I know one small landlord who put a 3 bed house in south Dublin up on Daft at €1800 because that was the rent control on it.
He only had the add live for 35 minutes, got over 70 emails
We had tenants with HAP, what a nightmare, we got 5 red letters because the tenants didn’t abide by the rules, payment always late because of this, HAP cut them off in the end.
@Clare Power:
Only good news on that is the rules apparently have been changed, if the tenant stops their payment to the council the council will not stop paying the landlord.
@kevin Collins, the so called Ukrainian refugees are in houses and apartments,hotels and b and b’s.they get the full amount of dole, medical cards, childrens allowance.the ones in hotels and bed and breakfast get all their meals supplied but they still have the cheek to plunder the local food banks and take food they don’t need or have anyway if preparing it. They just take everything that is going for free and don’t need it. It’s about time we as a country started being more strict towards who we let into the country.
To the journal: what you need is to open the comments, but you have to change the rules. Use a registration that will need to be verified like the lotto used, so if someone is trolling, insulting, use inappropriate language and so on, she or he can be banned, sued, or whatever can or could be done.

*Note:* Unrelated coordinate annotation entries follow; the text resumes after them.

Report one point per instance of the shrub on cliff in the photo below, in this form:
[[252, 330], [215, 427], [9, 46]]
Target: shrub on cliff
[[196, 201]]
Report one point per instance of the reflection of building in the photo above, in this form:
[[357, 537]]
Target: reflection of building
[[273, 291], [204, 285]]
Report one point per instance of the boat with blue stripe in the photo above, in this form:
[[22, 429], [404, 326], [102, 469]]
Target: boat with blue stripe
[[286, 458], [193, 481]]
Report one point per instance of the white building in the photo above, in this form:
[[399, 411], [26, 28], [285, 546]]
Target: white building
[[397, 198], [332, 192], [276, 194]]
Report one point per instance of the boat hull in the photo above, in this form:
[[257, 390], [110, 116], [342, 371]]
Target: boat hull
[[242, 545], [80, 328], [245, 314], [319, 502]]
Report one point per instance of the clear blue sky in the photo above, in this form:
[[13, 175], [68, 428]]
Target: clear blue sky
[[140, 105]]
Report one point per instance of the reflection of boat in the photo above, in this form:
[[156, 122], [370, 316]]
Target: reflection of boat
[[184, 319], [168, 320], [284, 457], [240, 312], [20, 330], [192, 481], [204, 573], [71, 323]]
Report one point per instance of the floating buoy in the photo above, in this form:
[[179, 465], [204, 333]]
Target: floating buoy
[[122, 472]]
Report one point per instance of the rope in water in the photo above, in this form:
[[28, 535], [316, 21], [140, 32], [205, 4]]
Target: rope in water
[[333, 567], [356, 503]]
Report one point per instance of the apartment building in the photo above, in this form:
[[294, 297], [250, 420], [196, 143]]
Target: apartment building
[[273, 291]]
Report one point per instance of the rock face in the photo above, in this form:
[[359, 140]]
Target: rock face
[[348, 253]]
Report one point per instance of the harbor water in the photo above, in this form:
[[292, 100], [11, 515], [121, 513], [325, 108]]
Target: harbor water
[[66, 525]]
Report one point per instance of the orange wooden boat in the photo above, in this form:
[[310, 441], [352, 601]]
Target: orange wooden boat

I am not sure the whole thing is possible or legal, but maybe the journal can write an article about its view on this…. And let the comments open ?
@Dominic Leleu:
Fully agree, people need to be able to held responsible for what they say on here but I think the world of AI will make it impossible to achieve.
@Markb: pity there isn’t a whole lot of benefit in working all the same,very thin line extra curry chips and tin of beans and the expectation from others that you’re better off,not by much for many.
Deleting comments is not going to make people’s opinions go away. The journal really is pathetic. Imagine going to university getting a degree in journalism or English etc and being part media outlet notorious for deleting facts and opinions. Yer an embarrassment
The government created this mess with their own policies. They deliberately failed to build houses in order to drive prices back up and increase property tax income. Open your eyes, and wake up people.
“Soft Costs” have made housing unaffordable in Ireland.
Now at 51% as per the Report: VAT, Council levies, inflated land prices …
No VAT or other taxes on housing in other countries.
Because, as every Economist knows, housing is a basic need and fundamental requirement for life and so cannot be taxed as with food, water, medicine, healthcare, education … etc.
This is enshrined in the Constitutions of most other countries, France, Holland, Germany, Sweden …
The Irish Constitution is badly flawed in this respect and needs to be urgently fixed by a Referendum on Housing to upgrade it. Why is this Referendum not run with the 2 proposed next Spring? … “Far from Right” to prevent citizens from fixing this badly damaging aspect of the Irish Constitution.
No one can fix the Irish “Affordable” Housing crisis until this Referendum is passed – as clearly evidenced by the damming Society of Chartered Surveyors Ireland (SCSI) report. ………… Not even Sinn Fein!